The Animals’ The House of the Rising Sun, became a number-one hit in the U.K., U.S., Sweden, Finland and Canada. Dean Martin released Everybody Loves Somebody, and Robert Moog demonstrated the first audio synthesizer.
The Austin 1800 ADO17 Land Crab, the largest and final Alec Issigonis design for BMC was launched.
The IBM System/360 was announced and revolutionized data processing, quickly becoming the de facto mainframe business computer of the decade.
Rudi Gernreich presented the topless monokini and Mary Quant popularized the miniskirt.
Toyota introduced the third-generation Corona. With a large, high-torque 1.9 litre engine and available two-speed Toyoglide automatic gearbox, it was the first Japanese car to achieve widespread sales success in the United States and spearheaded the Japanese assault on automotive markets around the globe. Toyota alone would export its 1 millionth vehicle before the decade was over.
Andy Warhol’s Box Sculptures premiered in April at the Stable Gallery in New York.
The 1964 New York World’s Fair opened, offering a treasure trove of mid-century Jet Age and Space Age architecture, displays and consumer products. The two most popular exhibits were the General Motors Futurama and the Ford Magic Skyway. The new Mustang was the focus of the Ford Pavilion and the Chrysler Turbine Car was given centre stage at the Chrysler exhibit.
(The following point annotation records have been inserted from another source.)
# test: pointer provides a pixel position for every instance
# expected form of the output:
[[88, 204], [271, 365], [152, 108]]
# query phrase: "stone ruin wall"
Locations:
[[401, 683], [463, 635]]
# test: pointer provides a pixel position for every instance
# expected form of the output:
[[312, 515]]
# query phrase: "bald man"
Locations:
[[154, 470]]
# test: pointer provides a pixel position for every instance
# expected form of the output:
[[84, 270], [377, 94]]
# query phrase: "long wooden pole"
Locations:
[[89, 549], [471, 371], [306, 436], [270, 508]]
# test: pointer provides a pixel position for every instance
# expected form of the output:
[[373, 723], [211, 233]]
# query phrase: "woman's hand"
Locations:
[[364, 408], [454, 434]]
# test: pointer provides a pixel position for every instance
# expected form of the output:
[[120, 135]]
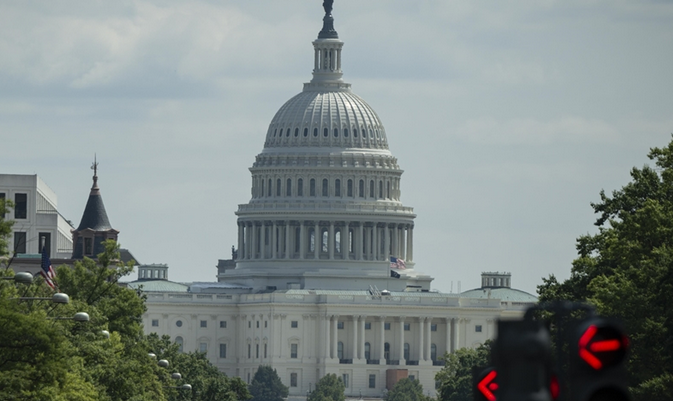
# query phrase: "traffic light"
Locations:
[[596, 370], [522, 358], [485, 384]]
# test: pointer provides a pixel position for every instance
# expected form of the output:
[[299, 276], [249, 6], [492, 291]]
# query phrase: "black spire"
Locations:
[[328, 31]]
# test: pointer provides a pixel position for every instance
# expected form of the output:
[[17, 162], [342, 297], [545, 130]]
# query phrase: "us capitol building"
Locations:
[[311, 288]]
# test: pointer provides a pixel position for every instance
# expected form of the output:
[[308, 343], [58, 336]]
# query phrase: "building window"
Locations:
[[20, 206], [340, 350], [20, 242]]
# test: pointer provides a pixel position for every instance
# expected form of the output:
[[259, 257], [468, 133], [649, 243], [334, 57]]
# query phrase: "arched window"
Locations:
[[311, 239], [325, 239]]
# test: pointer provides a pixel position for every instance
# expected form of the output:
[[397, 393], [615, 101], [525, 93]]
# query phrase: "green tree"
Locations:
[[406, 390], [455, 378], [267, 386], [626, 270], [328, 388]]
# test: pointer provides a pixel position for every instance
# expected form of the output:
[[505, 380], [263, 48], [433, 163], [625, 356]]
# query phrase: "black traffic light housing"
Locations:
[[522, 358], [596, 369]]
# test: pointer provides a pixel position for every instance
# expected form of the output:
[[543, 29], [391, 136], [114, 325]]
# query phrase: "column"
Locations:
[[421, 343], [382, 340], [331, 242], [288, 240], [317, 241], [355, 337], [302, 239]]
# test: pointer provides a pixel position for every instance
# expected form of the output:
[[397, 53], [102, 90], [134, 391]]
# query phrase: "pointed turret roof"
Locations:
[[95, 217]]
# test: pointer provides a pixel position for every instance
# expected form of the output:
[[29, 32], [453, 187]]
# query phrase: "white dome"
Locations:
[[316, 118]]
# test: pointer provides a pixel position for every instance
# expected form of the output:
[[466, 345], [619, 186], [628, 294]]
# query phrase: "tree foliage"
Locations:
[[328, 388], [626, 270], [455, 378], [267, 386], [406, 390]]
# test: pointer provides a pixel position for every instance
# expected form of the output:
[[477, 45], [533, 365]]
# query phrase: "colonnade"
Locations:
[[328, 240]]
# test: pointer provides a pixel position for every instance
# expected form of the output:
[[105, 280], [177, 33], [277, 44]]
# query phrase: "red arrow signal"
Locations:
[[487, 385], [599, 346]]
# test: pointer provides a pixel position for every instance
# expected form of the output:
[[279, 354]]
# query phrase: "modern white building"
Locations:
[[311, 289], [37, 222]]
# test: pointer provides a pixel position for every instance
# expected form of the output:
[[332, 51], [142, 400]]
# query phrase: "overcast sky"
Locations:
[[508, 117]]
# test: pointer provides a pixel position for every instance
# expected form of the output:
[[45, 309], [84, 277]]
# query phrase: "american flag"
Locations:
[[397, 263], [47, 271]]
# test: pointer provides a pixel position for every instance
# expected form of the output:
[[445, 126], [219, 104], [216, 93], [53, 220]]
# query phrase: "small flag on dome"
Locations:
[[397, 263], [47, 271]]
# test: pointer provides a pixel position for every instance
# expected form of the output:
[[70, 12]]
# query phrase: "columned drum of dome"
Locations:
[[325, 208]]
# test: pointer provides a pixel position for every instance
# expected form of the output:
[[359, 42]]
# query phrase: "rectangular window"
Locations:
[[19, 242], [20, 206]]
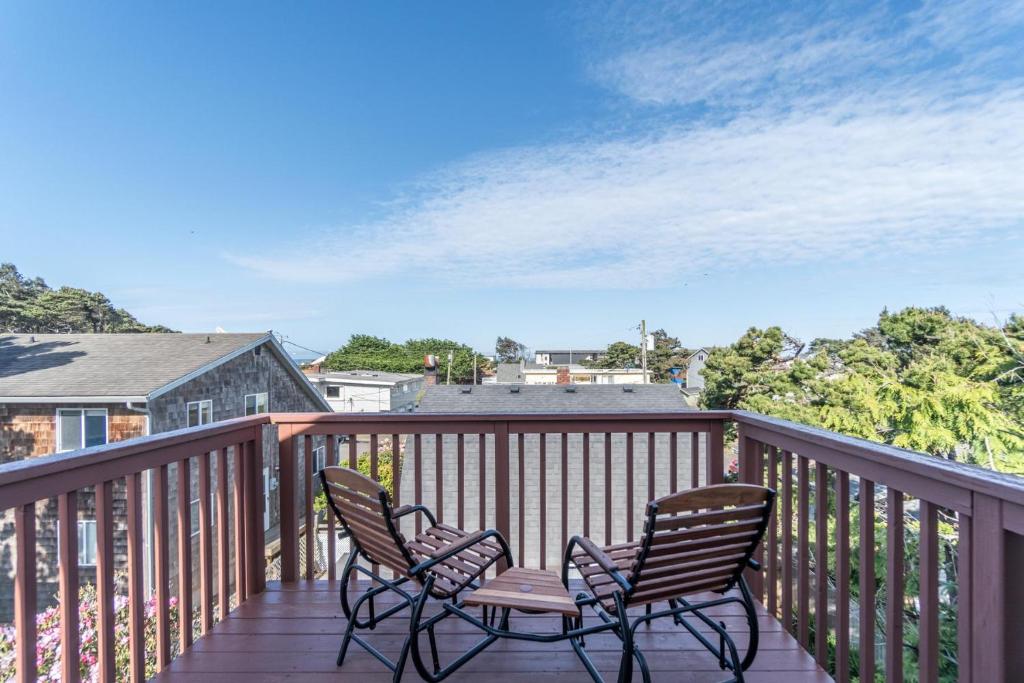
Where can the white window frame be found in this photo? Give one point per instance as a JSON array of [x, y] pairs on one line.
[[188, 406], [81, 411], [255, 396]]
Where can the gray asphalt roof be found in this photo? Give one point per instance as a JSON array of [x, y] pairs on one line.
[[108, 365], [500, 398]]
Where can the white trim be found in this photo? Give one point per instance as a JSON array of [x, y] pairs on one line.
[[72, 399], [82, 410]]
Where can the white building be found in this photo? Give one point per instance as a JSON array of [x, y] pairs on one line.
[[368, 390]]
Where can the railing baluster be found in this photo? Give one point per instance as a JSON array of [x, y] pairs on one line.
[[803, 553], [894, 587], [184, 554], [716, 454], [565, 492], [439, 476], [482, 460], [607, 488], [866, 570], [772, 542], [673, 462], [629, 486], [928, 651], [205, 547], [586, 483], [136, 610], [240, 525], [68, 566], [786, 464], [461, 467], [842, 577], [330, 459], [222, 536], [104, 582], [542, 469], [821, 564], [521, 457], [694, 460], [418, 460], [25, 592], [307, 487], [161, 577]]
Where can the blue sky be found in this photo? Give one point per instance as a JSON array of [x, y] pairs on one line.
[[550, 172]]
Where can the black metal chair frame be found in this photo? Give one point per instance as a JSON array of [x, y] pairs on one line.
[[418, 572]]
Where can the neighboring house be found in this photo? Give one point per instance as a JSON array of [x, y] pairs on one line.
[[524, 399], [532, 373], [368, 390], [62, 392], [694, 371], [567, 356]]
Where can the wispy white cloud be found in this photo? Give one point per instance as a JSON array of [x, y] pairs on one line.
[[826, 145]]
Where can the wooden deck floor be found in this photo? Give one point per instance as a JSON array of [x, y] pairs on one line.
[[292, 632]]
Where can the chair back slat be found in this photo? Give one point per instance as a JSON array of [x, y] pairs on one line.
[[698, 540], [364, 508]]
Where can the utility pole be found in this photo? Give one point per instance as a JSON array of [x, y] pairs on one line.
[[643, 348]]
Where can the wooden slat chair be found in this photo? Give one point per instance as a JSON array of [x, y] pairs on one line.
[[693, 542], [441, 561]]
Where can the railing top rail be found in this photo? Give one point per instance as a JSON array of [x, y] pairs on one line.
[[41, 477], [365, 418], [971, 477]]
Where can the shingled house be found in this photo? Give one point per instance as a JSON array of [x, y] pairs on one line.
[[62, 392]]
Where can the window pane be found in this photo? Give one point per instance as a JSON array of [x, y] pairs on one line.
[[71, 429], [95, 427]]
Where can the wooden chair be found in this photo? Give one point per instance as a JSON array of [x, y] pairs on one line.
[[693, 542], [441, 562]]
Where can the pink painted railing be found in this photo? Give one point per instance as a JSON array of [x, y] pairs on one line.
[[570, 479]]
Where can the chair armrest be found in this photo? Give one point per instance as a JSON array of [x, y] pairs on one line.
[[410, 509], [600, 558]]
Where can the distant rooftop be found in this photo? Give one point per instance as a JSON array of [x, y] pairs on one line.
[[522, 398]]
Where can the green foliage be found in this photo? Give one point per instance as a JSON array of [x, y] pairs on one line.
[[29, 305], [509, 350], [920, 379], [368, 352]]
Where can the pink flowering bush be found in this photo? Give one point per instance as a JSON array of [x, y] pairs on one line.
[[48, 639]]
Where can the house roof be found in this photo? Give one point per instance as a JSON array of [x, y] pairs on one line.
[[498, 398], [120, 367], [363, 377]]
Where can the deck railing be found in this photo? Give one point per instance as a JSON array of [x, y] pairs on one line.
[[540, 479]]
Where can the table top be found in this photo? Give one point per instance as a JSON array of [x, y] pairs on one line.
[[525, 590]]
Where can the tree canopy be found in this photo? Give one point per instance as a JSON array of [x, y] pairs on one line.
[[369, 352], [920, 379], [30, 305]]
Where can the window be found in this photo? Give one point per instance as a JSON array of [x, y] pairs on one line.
[[80, 428], [86, 543], [256, 403], [200, 413]]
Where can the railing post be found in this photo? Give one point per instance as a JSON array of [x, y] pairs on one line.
[[502, 502], [289, 509], [988, 590]]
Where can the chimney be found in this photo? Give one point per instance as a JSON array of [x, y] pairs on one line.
[[430, 370]]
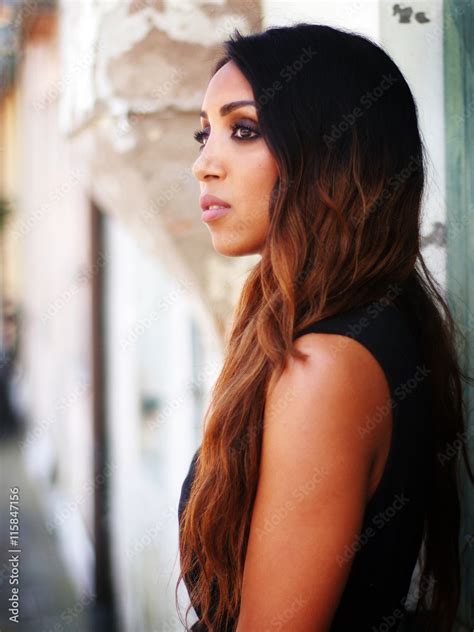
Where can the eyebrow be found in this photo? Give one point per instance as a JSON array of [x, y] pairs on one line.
[[229, 107]]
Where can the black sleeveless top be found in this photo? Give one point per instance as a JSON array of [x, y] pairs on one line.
[[385, 553]]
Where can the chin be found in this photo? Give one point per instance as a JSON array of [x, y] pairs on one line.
[[234, 249]]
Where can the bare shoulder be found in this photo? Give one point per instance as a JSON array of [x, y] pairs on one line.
[[313, 486]]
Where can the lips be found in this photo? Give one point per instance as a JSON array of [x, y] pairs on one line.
[[207, 200]]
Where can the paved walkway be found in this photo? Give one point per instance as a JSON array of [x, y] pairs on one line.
[[47, 599]]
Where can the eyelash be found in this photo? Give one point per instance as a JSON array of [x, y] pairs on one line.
[[200, 134]]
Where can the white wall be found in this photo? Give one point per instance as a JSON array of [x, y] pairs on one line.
[[417, 48]]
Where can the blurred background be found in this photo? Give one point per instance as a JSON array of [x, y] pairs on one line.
[[113, 303]]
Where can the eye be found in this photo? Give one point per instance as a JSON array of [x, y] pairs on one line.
[[201, 134]]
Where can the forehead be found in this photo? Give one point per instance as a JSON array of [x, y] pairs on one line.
[[227, 84]]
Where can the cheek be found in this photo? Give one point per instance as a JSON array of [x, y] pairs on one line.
[[260, 177]]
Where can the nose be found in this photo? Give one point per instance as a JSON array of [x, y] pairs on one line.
[[207, 165]]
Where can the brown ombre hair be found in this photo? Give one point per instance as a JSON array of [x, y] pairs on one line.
[[345, 215]]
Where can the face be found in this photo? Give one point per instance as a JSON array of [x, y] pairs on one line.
[[234, 164]]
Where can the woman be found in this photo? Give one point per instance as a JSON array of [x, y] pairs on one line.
[[320, 479]]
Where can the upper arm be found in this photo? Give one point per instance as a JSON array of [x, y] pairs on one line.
[[313, 486]]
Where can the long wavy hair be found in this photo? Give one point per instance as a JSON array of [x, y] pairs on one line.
[[345, 214]]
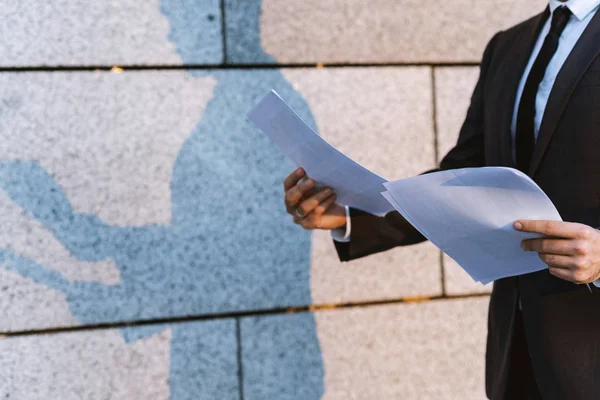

It could be argued that the ’64-65 New York World’s Fair represented the high-water mark of the automobile as a pure unadulterated land-bound pleasure craft and for the U.S. auto industry in particular. In 1965 the vast majority of the public still jumped into their cars blissfully unconcerned as to personal safety or environmental concerns. The winds of change were in the air however and change came swiftly. Just as the fair was closing, the U.S. Congress passed the Motor Vehicle Air Pollution Control Act of 1965 and Ralph Nader published his seminal Unsafe At Any Speed, leading to passage of the National Traffic and Motor Vehicle Safety Act of 1966.
The Rover 2000 was awarded the first-ever International Car of the Year. Lamborghini launched their first automobile, the 350 GT.
John Surtees won the 1964 F1 Championship and Ferrari was awarded the Constructor’s trophy. The European Rally Championship was won by Tom Trana in a Volvo PV 544 Special and the Mini Cooper S won its first-ever Rallye Monte-Carlo victory at the hands of Paddy Hopkirk and Henry Liddon. Jean Rolland at the wheel of an Alfa Romeo was victorious at The Coupe des Alpes for the second time in a row, this year in a Giulia TZ.
The Summer Olympic Games took place in Tokyo; the first games to be broadcast to the world via satellite. Fabergé introduced their Brut fragrance line for men, an aerosol deodorant version of which James Bond would later use with his cigar to improvise a handy flamethrower.
Finally, Nutella hazelnut chocolate spread was introduced and the first AstroTurf (known at the time as ChemGrass) was installed at Moses Brown School in Providence, Rhode Island.